As a participant in medication treatment for opioid misuse or dependence, I freely and voluntarily agree to accept this treatment contract as follows:
1. I agree to keep, and be on time to, all my scheduled appointments.
2. I agree to adhere to the payment policy outlined by this office.
3. I agree to conduct myself in a courteous manner when speaking with the office staff.
4. I agree not to sell, share, or give any of my medication to another person. I understand that such mishandling of my medication is a serious violation of this agreement and would result in my treatment being terminated without any recourse for appeal.
5. I understand that if dealing, selling or any illegal or disruptive activities are observed or suspected by employees of the pharmacy where my medication is filled, that the behavior will be reported to my doctor’s office and could result in my treatment being terminated without any recourse for appeal.
6. I agree that my medication/prescription can only be given to me at my regular office visits. A missed visit will result in my not being able to get my medication/prescription until the next scheduled visit. (In Rare emergencies a “bridge” may be provided but is at the sole discretion of your MAPS provider. Bridges will come with an associated fee that must be paid prior to the prescription and bridges have a separate agreement, not covered here).
7. I agree to make another appointment in case of a lost prescription or stolen medication.
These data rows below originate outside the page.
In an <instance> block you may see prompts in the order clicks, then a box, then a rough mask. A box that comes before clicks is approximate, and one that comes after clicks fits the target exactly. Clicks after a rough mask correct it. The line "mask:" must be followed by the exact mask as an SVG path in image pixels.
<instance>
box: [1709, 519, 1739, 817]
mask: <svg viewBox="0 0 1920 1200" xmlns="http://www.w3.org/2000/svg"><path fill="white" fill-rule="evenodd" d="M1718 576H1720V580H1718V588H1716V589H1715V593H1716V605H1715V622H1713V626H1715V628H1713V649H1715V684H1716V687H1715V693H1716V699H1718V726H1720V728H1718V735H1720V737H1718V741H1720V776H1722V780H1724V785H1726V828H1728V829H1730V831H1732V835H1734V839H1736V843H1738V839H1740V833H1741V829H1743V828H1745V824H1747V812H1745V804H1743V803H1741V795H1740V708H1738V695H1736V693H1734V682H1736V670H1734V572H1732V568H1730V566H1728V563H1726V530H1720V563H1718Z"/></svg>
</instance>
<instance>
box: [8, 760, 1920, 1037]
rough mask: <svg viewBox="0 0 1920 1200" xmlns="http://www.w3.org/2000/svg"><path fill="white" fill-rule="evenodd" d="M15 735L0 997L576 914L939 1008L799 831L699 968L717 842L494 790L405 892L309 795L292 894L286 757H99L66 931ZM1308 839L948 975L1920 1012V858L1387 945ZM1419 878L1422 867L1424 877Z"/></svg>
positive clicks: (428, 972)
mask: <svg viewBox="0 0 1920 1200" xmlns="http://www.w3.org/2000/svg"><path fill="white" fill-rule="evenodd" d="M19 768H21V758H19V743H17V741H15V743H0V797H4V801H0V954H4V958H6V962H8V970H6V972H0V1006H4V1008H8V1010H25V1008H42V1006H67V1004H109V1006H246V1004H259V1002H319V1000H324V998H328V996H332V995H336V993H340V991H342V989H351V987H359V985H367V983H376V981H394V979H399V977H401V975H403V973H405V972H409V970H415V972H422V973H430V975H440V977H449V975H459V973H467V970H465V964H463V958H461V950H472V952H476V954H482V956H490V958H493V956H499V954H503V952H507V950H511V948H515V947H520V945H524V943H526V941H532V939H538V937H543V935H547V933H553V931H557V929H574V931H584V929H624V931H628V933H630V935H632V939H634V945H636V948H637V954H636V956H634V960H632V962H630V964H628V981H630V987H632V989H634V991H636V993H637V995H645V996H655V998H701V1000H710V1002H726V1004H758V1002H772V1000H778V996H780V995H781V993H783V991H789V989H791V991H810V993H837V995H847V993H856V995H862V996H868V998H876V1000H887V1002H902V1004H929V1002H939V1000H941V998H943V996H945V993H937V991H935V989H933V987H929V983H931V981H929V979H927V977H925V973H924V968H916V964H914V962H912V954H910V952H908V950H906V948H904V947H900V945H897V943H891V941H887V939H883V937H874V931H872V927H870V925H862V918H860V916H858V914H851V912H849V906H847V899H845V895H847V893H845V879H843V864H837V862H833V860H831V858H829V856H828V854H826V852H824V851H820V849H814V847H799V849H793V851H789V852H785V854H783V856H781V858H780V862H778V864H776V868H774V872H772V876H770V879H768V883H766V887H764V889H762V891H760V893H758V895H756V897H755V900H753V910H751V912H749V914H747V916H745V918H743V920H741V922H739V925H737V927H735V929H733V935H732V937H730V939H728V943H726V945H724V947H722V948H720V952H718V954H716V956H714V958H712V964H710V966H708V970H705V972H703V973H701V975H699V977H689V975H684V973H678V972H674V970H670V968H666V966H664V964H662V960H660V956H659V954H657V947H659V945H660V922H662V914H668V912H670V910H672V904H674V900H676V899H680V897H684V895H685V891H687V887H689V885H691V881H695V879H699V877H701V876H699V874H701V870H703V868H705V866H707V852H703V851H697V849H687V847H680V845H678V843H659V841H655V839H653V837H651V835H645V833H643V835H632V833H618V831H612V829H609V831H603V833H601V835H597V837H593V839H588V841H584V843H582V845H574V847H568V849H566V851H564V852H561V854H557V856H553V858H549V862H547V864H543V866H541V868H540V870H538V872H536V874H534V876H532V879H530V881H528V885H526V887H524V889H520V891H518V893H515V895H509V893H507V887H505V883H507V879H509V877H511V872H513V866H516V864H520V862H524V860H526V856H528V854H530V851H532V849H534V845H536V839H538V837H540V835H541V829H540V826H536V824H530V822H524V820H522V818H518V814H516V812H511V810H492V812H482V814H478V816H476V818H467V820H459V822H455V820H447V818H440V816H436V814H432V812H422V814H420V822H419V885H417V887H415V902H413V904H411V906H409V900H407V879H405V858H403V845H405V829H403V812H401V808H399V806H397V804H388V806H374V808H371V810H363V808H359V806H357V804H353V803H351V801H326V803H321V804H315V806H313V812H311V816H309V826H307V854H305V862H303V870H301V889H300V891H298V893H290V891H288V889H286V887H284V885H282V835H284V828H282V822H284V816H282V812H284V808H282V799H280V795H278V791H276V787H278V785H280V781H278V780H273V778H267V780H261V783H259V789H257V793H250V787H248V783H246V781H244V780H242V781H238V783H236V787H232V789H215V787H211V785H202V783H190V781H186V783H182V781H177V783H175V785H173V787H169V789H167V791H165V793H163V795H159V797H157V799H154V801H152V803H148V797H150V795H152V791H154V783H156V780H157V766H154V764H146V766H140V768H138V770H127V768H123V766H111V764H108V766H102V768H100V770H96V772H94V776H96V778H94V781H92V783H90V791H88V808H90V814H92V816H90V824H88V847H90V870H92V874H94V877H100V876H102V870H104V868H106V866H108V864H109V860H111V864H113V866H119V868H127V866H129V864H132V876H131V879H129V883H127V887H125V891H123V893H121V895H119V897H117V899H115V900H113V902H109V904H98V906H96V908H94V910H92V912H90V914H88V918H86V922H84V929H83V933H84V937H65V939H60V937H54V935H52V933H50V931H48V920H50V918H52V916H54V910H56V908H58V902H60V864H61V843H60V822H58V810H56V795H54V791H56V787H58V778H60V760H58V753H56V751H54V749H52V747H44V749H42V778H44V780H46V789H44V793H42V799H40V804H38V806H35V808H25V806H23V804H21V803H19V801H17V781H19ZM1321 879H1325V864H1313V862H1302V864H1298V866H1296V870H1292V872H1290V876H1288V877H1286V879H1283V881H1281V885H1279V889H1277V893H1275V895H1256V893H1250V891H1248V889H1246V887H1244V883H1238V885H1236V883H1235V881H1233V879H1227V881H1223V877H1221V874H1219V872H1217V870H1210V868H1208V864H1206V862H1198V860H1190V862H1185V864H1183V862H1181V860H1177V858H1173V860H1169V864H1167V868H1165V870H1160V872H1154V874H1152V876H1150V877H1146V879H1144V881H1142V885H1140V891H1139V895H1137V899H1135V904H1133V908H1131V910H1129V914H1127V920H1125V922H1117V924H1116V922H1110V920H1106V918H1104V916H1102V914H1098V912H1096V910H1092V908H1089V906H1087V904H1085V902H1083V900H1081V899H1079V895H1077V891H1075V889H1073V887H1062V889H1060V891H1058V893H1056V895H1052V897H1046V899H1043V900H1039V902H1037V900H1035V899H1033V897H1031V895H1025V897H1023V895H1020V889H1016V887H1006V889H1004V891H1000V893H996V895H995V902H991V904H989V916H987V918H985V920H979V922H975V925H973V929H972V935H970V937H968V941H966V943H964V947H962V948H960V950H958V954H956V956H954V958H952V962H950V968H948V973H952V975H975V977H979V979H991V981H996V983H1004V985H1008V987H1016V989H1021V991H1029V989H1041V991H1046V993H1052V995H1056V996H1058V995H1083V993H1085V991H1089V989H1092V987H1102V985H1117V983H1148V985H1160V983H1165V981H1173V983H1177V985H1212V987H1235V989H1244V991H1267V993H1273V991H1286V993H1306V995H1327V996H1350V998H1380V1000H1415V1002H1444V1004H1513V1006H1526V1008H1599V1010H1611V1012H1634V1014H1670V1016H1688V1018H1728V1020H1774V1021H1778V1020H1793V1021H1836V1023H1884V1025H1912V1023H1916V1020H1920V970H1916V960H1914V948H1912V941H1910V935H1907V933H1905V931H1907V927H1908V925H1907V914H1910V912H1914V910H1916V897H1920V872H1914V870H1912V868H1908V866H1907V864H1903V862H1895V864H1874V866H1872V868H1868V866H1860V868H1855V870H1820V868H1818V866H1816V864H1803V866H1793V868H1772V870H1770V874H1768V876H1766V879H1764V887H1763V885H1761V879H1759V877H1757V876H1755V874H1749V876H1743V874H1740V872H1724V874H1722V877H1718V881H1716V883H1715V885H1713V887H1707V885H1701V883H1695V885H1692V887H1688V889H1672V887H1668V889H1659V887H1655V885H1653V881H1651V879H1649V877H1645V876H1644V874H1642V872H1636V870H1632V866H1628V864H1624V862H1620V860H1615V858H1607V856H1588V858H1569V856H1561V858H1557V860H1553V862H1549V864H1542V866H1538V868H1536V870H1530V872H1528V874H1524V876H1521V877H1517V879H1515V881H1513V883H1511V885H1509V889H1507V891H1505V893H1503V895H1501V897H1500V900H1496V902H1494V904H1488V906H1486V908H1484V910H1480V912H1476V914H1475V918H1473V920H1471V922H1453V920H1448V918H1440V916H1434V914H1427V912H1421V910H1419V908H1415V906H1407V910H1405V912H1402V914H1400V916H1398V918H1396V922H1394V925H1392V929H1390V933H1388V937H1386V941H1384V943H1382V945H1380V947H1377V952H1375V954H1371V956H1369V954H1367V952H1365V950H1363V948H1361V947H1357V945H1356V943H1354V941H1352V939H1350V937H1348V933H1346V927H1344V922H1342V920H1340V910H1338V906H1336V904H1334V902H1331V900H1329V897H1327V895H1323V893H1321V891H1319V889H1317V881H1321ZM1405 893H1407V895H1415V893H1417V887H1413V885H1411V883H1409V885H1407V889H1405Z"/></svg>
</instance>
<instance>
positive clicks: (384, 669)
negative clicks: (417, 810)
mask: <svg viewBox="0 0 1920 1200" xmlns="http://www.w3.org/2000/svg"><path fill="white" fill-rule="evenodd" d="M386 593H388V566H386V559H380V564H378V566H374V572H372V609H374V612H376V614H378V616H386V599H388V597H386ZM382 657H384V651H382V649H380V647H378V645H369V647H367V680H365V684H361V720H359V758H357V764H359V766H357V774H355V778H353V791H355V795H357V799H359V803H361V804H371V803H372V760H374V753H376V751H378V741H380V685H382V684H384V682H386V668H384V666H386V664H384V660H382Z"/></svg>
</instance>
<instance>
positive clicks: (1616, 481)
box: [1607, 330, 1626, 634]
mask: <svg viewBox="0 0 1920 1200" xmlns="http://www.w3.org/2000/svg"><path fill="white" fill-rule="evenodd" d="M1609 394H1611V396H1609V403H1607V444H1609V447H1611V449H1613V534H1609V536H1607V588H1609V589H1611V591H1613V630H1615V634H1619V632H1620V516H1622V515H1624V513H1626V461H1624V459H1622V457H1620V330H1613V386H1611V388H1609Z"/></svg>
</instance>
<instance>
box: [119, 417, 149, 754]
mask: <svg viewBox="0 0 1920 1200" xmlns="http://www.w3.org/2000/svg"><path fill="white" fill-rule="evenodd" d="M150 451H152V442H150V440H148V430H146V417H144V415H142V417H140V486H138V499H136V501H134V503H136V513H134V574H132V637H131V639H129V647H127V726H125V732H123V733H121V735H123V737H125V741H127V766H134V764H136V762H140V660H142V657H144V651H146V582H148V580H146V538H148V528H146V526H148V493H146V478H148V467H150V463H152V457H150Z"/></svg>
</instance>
8. I agree to store medication properly. Medication may be harmful to children, household members, guests, and pets. The Suboxone/Buprenorphine Film should be stored in a safe place, out of the reach of children. If anyone besides the patients ingests the medication, I agree to call the Poison Control Center (800) 222-1222 or dial 911 immediately.
9. I agree not to obtain medications from any doctors, pharmacies, or other sources without telling my treating physician. I understand that mixing this medicine with other medications, especially benzodiazepines (for example deaths have occurred among persons mixing buprenorphine and benzodiazepines, especially if taken outside the care of a physician, using routes of administration other than sublingual or in higher than recommended therapeutic doses).
10. I agree to read the education material provided by most pharmacies with prescription medications. I agree to consult my MAPS provider should I have any questions or concerns about side effects I experience.
11. I agree to take my medication as my doctor has instructed and not to alter the way I take my medication without first consulting my doctor.
12. I understand that medication alone is not sufficient treatment for my condition, and I agree to participate in counseling as well as attending the chemical dependency rehab program and other support groups as discussed and agreed upon with my doctor and specified in my treatment plan.
13. I agree to notify the clinic in case of a relapse or return to drug abuse. Relapse to opiate drug abuse can result in being removed from the Suboxone/ buprenorphine program. An appropriate treatment plan must be developed as soon as possible. The physician should be informed of a relapse before random urine testing reveals it.